One of the local butcher's on Kings Heath high street shut up shop not so long ago, which means we are even more vulnerable as a family to the supermarkets.

So it was with mixed feelings I read the recent survey that showed Asda had retained its crown as the UK's cheapest supermarket ahead of rival Tesco.

The chain came out top in trade magazine The Grocer's annual report based on the cost of household items bought at each of the major stores.

Overall, goods bought at all supermarkets are 0.5 per cent lower than when the survey was first launched eight years ago. Asda cost an average £167.60 per basket compared with Tesco at £ 170.64, Morrisons at £ 174.23, Sainsbury's at £177.91, Somerfield at £189.14 and Waitrose at £192.14.

But at what cost are these savings being made?

Supermarket food is becoming increasingly bland and, in many cases, seems to have lost all taste.

Today, the old adage that you pay for what you get has never been more true.

We used to shop at Asda when we lived in Scotland 15 years ago and more, but where we live in Birmingham there isn't a convenient store.

So we go to a Tesco outlet, purely because it is the closest. Like most people, we shop at supermarkets on cost and convenience.

After all, they are wonderful for non-food goods like washing powder and toilet rolls, have got a good reputation for beers and wines, and are certainly adequate for basic food items like baked beans and cornflakes.

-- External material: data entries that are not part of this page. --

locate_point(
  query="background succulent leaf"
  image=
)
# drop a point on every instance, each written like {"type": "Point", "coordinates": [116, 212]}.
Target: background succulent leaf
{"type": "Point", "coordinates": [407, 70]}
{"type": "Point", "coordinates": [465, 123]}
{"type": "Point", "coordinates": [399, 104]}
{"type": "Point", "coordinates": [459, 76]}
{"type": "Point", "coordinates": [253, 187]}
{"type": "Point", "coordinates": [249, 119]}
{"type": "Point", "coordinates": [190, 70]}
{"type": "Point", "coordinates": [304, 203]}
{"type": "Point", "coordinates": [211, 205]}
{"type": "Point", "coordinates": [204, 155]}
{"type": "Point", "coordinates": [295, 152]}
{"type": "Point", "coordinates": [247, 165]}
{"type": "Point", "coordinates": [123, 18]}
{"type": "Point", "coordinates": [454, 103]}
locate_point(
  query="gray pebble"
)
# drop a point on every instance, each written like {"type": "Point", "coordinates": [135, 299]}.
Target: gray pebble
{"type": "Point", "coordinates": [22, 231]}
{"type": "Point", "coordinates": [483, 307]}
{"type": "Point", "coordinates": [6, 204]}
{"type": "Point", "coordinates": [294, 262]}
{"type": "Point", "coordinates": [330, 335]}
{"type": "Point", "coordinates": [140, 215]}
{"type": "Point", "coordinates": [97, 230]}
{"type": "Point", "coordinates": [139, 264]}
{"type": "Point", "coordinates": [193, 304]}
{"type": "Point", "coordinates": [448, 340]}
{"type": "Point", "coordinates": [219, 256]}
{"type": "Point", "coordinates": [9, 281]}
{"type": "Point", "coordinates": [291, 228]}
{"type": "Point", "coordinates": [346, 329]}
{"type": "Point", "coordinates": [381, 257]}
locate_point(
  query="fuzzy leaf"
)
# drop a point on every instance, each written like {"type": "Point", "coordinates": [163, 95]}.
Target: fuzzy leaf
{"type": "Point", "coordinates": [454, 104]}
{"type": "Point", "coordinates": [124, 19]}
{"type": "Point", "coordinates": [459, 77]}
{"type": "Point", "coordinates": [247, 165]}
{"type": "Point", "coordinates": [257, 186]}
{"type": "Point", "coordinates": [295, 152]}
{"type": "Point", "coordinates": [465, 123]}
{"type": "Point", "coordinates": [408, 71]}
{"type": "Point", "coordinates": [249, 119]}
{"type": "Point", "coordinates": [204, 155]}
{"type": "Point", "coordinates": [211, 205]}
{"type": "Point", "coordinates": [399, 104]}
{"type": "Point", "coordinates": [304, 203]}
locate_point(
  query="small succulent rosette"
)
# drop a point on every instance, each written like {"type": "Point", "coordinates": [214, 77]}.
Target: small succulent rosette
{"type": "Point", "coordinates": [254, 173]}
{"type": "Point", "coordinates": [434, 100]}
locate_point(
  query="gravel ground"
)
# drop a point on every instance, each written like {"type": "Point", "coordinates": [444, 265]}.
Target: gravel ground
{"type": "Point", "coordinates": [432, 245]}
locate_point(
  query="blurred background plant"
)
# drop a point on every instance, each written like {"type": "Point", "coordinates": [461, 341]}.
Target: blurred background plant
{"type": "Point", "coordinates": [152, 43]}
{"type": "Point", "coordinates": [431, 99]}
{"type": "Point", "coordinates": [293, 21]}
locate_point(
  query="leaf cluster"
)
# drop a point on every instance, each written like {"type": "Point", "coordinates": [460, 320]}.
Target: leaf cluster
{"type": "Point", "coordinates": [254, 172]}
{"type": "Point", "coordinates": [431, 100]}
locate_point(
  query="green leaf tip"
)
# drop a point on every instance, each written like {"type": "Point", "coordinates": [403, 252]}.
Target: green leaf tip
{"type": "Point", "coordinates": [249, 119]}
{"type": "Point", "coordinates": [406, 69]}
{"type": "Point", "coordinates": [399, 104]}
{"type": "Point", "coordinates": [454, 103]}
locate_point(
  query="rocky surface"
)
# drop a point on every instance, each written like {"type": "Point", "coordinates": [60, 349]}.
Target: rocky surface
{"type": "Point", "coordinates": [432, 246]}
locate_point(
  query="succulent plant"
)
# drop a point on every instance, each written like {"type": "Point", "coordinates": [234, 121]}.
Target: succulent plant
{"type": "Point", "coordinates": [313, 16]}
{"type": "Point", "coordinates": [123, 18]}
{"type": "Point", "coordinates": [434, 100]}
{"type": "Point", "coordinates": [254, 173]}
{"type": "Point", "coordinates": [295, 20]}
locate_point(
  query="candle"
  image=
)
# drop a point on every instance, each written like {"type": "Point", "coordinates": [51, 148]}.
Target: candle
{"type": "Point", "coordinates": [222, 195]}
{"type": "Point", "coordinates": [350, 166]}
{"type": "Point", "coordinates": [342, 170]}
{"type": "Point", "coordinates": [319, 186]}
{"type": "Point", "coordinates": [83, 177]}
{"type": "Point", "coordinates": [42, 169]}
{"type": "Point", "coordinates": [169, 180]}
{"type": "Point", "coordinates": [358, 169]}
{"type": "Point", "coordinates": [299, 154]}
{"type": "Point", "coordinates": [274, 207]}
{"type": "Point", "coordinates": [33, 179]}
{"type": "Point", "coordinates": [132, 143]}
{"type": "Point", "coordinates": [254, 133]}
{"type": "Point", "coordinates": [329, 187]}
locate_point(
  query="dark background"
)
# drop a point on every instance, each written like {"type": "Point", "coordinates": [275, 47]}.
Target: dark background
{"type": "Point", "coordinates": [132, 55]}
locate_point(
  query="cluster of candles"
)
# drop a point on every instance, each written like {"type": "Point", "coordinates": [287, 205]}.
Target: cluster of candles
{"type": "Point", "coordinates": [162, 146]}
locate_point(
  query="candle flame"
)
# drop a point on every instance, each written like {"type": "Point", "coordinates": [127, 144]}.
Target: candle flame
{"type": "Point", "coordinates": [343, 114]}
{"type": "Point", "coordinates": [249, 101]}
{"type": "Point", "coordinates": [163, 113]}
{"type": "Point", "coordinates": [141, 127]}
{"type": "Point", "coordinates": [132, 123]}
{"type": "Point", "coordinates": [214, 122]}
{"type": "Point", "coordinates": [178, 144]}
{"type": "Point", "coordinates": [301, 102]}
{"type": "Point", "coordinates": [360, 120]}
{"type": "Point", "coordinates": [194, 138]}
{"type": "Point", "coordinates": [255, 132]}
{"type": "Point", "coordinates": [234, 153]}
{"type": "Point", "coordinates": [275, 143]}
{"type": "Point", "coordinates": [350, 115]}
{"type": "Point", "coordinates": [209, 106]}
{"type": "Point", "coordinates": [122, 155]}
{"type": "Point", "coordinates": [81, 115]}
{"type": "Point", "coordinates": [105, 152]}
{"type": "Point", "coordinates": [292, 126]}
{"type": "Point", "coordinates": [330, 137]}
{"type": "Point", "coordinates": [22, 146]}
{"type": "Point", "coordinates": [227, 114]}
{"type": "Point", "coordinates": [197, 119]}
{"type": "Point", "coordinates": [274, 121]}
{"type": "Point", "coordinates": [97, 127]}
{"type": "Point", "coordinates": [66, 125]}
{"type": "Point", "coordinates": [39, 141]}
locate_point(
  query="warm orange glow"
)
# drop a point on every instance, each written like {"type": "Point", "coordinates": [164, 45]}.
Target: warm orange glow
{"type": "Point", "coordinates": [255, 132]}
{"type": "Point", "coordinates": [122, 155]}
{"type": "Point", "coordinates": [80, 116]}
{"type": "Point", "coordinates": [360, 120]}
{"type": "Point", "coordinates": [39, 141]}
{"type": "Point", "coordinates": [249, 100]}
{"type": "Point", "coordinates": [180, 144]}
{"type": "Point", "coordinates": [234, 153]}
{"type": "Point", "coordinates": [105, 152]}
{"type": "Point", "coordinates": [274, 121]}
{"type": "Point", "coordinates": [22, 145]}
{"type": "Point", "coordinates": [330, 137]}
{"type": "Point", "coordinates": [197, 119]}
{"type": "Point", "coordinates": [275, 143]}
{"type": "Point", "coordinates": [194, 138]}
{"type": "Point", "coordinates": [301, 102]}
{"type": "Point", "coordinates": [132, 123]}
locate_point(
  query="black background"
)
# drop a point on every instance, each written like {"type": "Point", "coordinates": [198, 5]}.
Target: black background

But try eating a supermarket chicken and it is unrecognisable from a farm fresh one of old. Turkey is even worse. There is now a whole industry based on ersatz turkey. We buy our Christmas turkey from a local farmer down Redditch direction. There is no comparison. The supermarkets have even destroyed eggs.

Now, I would pay a small percentage extra to get decent quality stuff, but where are the alternatives?

So many small shops have been destroyed by the power of the supermarket. And, like lots of folk, we have a time problem. When time is precious you have to make a real effort to get to a speciality food shop - it is so much easier to give in to the siren pull of the supermarket.

The best eggs I have found in reasonable striking distance are at a farm just south of Rubery, but we get there once in a blue moon.

A lot of the meat we eat is brought down from visits to family in Yorkshire where some true local butchers of quality still remain. So you get wonderful lamb, which was clearly once happy and contented gambolling about in green fields, while barleyraised chickens taste as if they had been pecking around a farmyard.

We stick it all in cool bags and slam it in the freezer when we get home.

But should we have to go to such extreme lengths?

I am pinning my hopes on the encouraging rise of farmers' markets. In Moseley there is one a month and I must get down more often.

For one, they have great sausages. Farmers' markets seem to be well supported and we desperately need more of them.